Question

A bus contains a 1500 kg, 0.600 m radius flywheel (a disk) and has a total mass of 10,000 kg.

(a) Calculate the angular velocity the flywheel must have, in rad/s, to contain enough energy to take the bus from rest to a speed of 24.5 m/s, assuming 85.0% of the rotational kinetic energy can be transformed into translational energy
(b) How high a hill, in meters, can the bus climb with this stored energy and still have a speed of 5.00 m/s at the top of the hill?

Answer 1

Step-by-step explanation:

Given that,

Mass of the bus, m = 1500 kg

Mass of the flywheel, M = 10,000 kg

Radius of flywheel, r = 0.6 m

Speed of the bus, v = 24.5 m/s

(a) Let
`\omega` is the angular velocity of the flywheel. It is assumed that 85.0% of the rotational kinetic energy can be transformed into translational energy. Using the conservation of energy as :

`85\%\ of\ K_r=K_t`

`0.85* (1)/(2)I\omega^2=(1)/(2)Mv^2`

`0.85* I\omega^2=Mv^2`

`0.85* (1)/(2)mr^2\omega^2=Mv^2`

`\omega^2=(Mv^2)/(0.85* mr^2)`

`\omega^2=(10000 * (24.5)^2)/(0.85* 1500* (0.6)^2)`

`\omega=114.35\ rad/s`

(b) Let h is the height climb with this stored energy.
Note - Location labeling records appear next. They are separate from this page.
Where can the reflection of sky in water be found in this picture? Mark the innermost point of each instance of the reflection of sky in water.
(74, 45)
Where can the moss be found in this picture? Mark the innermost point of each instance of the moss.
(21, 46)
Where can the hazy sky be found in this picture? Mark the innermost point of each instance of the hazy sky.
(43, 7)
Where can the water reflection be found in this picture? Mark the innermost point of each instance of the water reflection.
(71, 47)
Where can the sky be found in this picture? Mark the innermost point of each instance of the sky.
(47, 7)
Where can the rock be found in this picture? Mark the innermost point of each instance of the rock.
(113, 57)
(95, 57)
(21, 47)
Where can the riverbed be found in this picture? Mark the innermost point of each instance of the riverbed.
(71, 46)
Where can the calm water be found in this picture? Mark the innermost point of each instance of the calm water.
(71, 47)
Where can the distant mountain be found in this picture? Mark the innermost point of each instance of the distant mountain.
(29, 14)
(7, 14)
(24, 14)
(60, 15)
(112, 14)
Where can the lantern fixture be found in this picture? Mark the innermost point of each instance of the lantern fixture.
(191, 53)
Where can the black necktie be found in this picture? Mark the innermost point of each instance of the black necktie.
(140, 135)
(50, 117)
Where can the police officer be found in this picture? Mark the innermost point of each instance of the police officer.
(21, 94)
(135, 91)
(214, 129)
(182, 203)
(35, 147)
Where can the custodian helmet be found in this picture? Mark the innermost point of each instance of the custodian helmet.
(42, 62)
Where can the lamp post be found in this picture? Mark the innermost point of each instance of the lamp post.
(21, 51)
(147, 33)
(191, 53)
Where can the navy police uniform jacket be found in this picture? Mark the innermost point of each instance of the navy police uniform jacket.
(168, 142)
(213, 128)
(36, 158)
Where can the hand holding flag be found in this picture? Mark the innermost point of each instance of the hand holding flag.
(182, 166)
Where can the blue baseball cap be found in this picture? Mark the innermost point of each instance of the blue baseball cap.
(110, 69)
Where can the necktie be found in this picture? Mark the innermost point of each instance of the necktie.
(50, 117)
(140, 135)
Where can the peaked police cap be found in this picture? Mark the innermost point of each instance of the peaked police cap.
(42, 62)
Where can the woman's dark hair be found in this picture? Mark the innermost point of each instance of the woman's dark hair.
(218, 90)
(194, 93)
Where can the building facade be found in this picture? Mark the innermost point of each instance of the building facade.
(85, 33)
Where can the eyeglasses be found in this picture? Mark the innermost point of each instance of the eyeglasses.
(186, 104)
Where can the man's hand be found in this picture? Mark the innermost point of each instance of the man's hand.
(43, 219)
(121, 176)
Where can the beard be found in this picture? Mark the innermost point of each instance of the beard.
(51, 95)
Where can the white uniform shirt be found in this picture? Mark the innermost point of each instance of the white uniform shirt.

Again using the conservation of energy as :

`0.85K_r=K_t+mgh`

`0.85* (1)/(2)I\omega^2=(1)/(2)Mv^2+Mgh`

`Mgh=0.85* (1)/(4)mr^2\omega^2-(1)/(2)Mv^2`

`h=(0.85* (1)/(4)mr^2\omega^2-(1)/(2)Mv^2)/(Mg)`

`h=(0.85* (1)/(4)1500* (0.6)^2* (114.35)^2-(1)/(2)* 10000* 24.5^2)/(10000* 9.8)`

h = 15.31 meters

Hence, this is the required solution.